Ainsi, lorsque je soumets ma volonté à une loi que je n’approuve pas, je n’agis point véritablement contre ma raison, mais je lui obéis ; parce qu’elle me dit que dans cette action, ce n’est pas ma raison particulière qui doit me guider, mais une règle commune à tous, et à laquelle tous doivent être soumis. Ainsi, la loi n’exige réellement aucun sacrifice de la raison ou de la liberté de ceux même qui ne l’approuvent pas. Elle ne devient une atteinte à la liberté, que lorsqu’elle s’étend au delà des objets qui, par leur nature, doivent être assujettis à une règle générale.

Il y a deux parties bien distinctes dans toute législation : décider quels sont les objets sur lesquels on peut légitimement faire des lois ; décider quelles doivent êtie ces lois.

Si tous les hommes ne s’accordaient pas sur ce qui doit être l’objet des lois, si cette détermination n’était pas susceptible d’être établie sur des principes vraiment démontrés, il deviendrait alors raisonnable et juste de décider encore cette question à la pluralité.
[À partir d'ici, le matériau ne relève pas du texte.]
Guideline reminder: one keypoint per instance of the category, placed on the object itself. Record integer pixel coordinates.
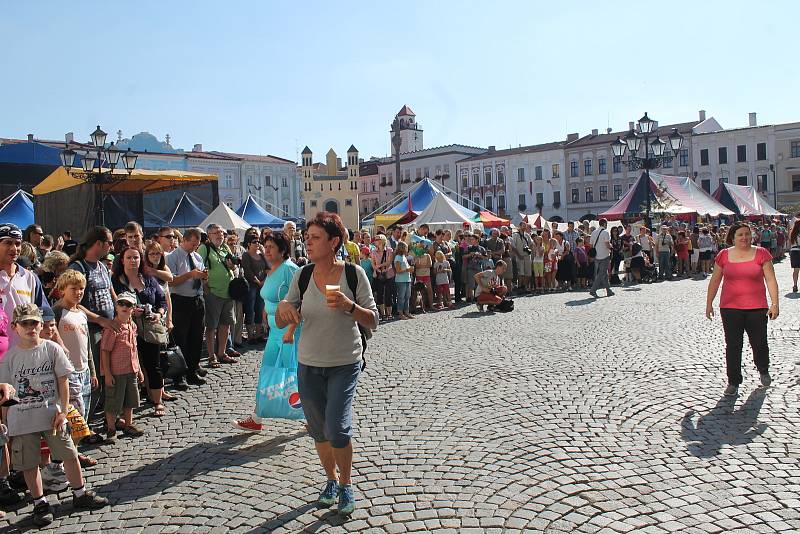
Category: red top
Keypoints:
(743, 285)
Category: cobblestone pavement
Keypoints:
(568, 415)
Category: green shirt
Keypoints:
(218, 274)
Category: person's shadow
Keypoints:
(724, 425)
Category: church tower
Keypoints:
(410, 132)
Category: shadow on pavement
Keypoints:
(189, 463)
(581, 302)
(724, 425)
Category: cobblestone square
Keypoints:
(567, 415)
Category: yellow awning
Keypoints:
(140, 180)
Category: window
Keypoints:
(761, 180)
(761, 151)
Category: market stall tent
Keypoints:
(744, 200)
(669, 195)
(18, 210)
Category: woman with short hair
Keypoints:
(742, 269)
(329, 351)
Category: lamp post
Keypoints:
(97, 167)
(654, 156)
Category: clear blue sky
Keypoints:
(270, 77)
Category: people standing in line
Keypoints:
(186, 289)
(272, 291)
(743, 269)
(330, 353)
(601, 241)
(219, 307)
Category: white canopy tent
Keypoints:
(226, 218)
(446, 214)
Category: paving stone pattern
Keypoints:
(568, 415)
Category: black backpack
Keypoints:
(352, 283)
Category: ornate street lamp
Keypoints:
(97, 167)
(655, 152)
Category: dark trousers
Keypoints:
(188, 316)
(150, 359)
(736, 323)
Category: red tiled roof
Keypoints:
(406, 111)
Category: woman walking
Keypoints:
(742, 269)
(329, 352)
(274, 288)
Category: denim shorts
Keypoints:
(327, 397)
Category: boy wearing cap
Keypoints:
(39, 370)
(119, 365)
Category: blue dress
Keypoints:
(275, 287)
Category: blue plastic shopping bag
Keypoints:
(277, 395)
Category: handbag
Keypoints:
(173, 364)
(277, 395)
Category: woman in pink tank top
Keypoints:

Mais il en résulterait dans l’ordre de la société quelque chose d’arbitraire, et une institution qui ne serait juste que parce qu’elle serait nécessaire.

Si, au contraire, comme je le crois, la détermination de ce qui doit être l’objet des lois est susceptible de preuves rigoureuses, dès lors il ne reste plus rien d’arbitraire dans l’ordre des sociétés.